Are you saying that to run the plugin on yoelii one has to uncomment
the above code?  If so then I agree with Terry's assessment that the
code is still under construction; at the very least it should be
possible to check (or require that the user specify) the taxon/species
of the data to be loaded, and then select a method of constructing the
source_id based on that.  Making the user comment or uncomment code
in order to get a program to work is not a good practice in general
(though I'm certainly guilty of doing it in code that only I use)
and it's an even worse practice in the GUS plugin framework, because
when you make any change to the plugin the system will force you to
update the AlgorithmImplementation entry in the database.  Therefore
alternately running the plugin on falciparum and yoelii would result
in a long stream of apparent updates to the plugin (in the
AlgorithmImplementation table) even though in reality nothing has
changed except the commenting/uncommenting of this small piece of
code.

(p.s. a single "sprintf" would be a much more concise way of generating
the 0-padded yoelii id than the while loop.)

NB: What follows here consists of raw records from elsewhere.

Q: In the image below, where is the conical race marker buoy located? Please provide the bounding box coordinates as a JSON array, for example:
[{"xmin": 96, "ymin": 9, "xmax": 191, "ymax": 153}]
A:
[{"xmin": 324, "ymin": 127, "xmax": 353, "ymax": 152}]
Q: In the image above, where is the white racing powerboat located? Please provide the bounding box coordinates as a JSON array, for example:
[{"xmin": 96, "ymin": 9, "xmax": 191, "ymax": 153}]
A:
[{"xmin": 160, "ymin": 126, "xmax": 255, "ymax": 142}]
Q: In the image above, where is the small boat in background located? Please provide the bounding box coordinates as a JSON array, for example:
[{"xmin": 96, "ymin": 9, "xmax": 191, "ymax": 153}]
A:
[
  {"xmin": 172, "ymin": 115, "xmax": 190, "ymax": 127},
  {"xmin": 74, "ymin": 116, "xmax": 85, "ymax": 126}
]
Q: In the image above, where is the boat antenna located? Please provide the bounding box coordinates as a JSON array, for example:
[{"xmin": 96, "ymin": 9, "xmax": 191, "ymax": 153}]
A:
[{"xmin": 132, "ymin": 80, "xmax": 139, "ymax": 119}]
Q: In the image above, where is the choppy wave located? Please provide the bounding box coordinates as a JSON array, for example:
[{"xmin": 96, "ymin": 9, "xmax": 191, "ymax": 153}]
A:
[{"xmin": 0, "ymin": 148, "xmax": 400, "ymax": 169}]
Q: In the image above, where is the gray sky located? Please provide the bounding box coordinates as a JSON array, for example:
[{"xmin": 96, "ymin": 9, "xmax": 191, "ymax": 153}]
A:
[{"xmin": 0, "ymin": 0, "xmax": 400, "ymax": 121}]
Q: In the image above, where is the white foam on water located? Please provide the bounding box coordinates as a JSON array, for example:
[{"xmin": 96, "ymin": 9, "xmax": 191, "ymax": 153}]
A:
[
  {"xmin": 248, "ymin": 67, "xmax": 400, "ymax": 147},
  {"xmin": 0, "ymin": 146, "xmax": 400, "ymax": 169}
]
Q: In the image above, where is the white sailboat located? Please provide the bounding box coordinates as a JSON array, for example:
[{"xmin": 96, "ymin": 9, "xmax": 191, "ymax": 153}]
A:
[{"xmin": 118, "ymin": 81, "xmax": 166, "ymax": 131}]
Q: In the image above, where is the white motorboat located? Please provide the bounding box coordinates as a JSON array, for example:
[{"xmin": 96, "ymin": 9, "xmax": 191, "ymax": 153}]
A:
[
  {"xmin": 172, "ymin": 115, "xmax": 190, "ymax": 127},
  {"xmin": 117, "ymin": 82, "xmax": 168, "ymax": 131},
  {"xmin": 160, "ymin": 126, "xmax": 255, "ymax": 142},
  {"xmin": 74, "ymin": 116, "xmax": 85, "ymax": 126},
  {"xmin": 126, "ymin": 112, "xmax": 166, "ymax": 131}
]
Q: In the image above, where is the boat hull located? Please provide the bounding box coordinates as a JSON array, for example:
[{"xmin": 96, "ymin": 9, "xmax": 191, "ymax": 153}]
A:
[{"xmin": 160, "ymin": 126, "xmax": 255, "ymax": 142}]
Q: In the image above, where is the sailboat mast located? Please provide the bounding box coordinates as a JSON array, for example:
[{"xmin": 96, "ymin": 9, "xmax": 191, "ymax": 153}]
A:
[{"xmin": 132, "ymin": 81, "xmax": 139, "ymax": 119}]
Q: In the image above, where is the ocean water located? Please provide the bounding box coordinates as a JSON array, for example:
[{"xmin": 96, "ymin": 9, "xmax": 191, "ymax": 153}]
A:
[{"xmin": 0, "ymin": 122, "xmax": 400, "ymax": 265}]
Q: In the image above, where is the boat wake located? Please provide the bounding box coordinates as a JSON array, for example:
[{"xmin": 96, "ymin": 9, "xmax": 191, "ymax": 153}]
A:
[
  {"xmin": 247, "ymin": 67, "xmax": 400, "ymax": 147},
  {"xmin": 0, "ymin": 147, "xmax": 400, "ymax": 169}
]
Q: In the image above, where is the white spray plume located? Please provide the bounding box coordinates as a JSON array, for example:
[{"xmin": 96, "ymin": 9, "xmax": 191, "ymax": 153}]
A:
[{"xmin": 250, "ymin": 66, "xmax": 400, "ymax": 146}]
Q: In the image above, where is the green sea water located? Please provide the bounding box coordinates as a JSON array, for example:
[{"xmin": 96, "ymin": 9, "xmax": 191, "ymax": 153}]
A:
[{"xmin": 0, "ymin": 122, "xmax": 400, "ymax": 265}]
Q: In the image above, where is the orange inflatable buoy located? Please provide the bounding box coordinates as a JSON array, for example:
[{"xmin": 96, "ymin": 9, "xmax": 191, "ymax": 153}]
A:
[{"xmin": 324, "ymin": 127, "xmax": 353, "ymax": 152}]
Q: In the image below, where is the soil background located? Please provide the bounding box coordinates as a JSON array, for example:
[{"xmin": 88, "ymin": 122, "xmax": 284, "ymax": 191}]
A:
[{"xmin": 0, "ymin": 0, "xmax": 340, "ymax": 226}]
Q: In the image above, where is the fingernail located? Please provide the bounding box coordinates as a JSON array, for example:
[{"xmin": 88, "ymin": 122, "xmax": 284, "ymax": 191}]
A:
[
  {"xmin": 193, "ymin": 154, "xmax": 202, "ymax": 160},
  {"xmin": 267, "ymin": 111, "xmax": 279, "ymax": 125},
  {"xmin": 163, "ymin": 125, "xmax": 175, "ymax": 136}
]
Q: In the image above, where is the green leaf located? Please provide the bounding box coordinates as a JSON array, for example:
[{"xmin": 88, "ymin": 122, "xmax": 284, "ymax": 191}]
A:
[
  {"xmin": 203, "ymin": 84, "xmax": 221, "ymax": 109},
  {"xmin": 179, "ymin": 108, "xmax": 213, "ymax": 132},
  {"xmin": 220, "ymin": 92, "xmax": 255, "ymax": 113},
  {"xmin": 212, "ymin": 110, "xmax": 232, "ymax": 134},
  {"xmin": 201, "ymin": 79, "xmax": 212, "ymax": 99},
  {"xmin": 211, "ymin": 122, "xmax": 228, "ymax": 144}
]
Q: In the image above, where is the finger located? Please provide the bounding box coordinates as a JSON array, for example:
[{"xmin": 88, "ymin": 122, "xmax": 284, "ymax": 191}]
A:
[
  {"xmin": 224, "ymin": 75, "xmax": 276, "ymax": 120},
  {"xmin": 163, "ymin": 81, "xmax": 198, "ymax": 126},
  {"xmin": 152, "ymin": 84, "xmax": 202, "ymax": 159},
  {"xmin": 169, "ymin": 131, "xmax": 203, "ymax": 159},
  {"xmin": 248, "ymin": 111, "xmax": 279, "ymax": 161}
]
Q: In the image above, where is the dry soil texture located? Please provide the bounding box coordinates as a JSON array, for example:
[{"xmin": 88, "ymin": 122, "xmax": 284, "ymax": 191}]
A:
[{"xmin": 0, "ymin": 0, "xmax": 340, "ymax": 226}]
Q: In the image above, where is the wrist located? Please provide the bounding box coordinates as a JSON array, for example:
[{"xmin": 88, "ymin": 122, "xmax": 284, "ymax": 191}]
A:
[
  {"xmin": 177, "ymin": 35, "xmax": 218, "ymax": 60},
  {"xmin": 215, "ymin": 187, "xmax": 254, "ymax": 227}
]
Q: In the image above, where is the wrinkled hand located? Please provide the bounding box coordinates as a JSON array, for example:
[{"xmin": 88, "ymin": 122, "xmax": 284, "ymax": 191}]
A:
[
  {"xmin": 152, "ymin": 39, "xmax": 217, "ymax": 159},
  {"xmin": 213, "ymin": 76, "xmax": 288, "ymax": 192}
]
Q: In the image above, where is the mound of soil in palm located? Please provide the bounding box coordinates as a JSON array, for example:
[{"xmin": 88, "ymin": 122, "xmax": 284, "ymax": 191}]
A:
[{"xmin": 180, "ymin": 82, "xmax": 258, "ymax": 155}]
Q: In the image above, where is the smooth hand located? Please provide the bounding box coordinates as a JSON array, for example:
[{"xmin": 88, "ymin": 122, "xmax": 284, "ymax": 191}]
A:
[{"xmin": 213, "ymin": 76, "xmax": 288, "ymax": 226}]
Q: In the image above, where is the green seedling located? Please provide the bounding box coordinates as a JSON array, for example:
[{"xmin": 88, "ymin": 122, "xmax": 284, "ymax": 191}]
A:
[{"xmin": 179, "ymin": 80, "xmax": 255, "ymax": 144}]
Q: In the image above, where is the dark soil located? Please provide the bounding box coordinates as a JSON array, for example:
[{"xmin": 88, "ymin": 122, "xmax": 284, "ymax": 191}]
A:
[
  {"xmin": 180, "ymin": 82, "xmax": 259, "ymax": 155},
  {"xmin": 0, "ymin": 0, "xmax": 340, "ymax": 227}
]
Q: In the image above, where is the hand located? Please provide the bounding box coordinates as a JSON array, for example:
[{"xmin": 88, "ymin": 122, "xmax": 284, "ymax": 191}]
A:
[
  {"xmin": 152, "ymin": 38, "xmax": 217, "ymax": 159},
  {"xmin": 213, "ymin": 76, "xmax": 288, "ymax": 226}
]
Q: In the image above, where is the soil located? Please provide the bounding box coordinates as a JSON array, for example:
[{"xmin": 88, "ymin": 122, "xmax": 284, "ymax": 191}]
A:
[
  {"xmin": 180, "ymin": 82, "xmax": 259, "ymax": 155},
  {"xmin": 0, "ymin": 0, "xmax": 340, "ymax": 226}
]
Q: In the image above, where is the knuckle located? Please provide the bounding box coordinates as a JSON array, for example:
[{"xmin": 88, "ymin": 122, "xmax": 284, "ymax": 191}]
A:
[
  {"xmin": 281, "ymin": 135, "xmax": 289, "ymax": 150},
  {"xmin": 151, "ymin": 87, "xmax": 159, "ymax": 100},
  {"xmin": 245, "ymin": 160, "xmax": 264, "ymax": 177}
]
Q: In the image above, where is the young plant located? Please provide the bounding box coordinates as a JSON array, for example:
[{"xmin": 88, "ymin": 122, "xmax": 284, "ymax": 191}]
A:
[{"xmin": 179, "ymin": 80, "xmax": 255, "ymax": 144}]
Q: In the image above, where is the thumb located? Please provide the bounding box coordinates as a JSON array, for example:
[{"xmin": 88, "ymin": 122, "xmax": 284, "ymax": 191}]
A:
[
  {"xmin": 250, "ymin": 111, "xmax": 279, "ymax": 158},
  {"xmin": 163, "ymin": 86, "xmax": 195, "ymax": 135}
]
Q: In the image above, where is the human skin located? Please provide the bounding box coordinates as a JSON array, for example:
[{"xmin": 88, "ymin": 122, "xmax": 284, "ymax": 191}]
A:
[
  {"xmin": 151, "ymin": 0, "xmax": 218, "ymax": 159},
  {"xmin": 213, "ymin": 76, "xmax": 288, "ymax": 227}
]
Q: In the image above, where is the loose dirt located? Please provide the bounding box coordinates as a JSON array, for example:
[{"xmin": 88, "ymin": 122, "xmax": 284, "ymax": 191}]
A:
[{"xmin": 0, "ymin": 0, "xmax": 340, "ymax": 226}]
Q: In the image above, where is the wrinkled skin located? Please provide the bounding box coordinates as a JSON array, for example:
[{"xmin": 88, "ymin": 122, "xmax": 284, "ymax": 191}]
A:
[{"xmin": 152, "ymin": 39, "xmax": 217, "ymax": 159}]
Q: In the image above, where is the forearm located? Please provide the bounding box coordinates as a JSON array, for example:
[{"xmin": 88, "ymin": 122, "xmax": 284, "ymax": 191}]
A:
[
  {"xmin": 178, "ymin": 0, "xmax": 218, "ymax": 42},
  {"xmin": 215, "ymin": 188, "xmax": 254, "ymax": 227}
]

>> It's not clear to me that the intent of source_id is
>> to uniquely identify the sequence. Is that so?
> 
> yes, that is so, along with taxon_id and external_database_release_id.

Strike taxon_id from the above statement.

>> In the TIGR XML, the CLONE_NAME and ASMBL_ID are two alternative 
>> candidates
>> for uniquely naming a sequence. TIGR documents CLONE_NAME for internal
>> use and ASMBL_ID for external use in uniquely identifying a sequence.

In that case we would use ASMBL_ID as the source_id and CLONE_NAME as
the secondary_identifier.  We typically only use the GUS "name" column
if we have a third id or name that hasn't been stored in either the
source_id or the secondary_identifer.  When loading GenBank entries we
use it for the locus_id.

Jonathan

p.s. The above discussion covers direct links to external databases.  We
also have indirect links, which look like this:

dots.NAFeature -> dots.NADbRefNAFeature -> sres.DbRef -> [external db]

Typically the direct links are used when there is a clear 1-1 relationship
between an entry in GUS and an entry in an external database, and the usual
interpretation of such a link is that the GUS entry was *loaded from* the
referenced external database entry.  The links that go through DbRef, on
the other hand, need not be 1-1, and the semantics are more varied (i.e.
this thing links to that one, but they're not necessarily the same, and
nor is one necessarily loaded from or derived from the other.)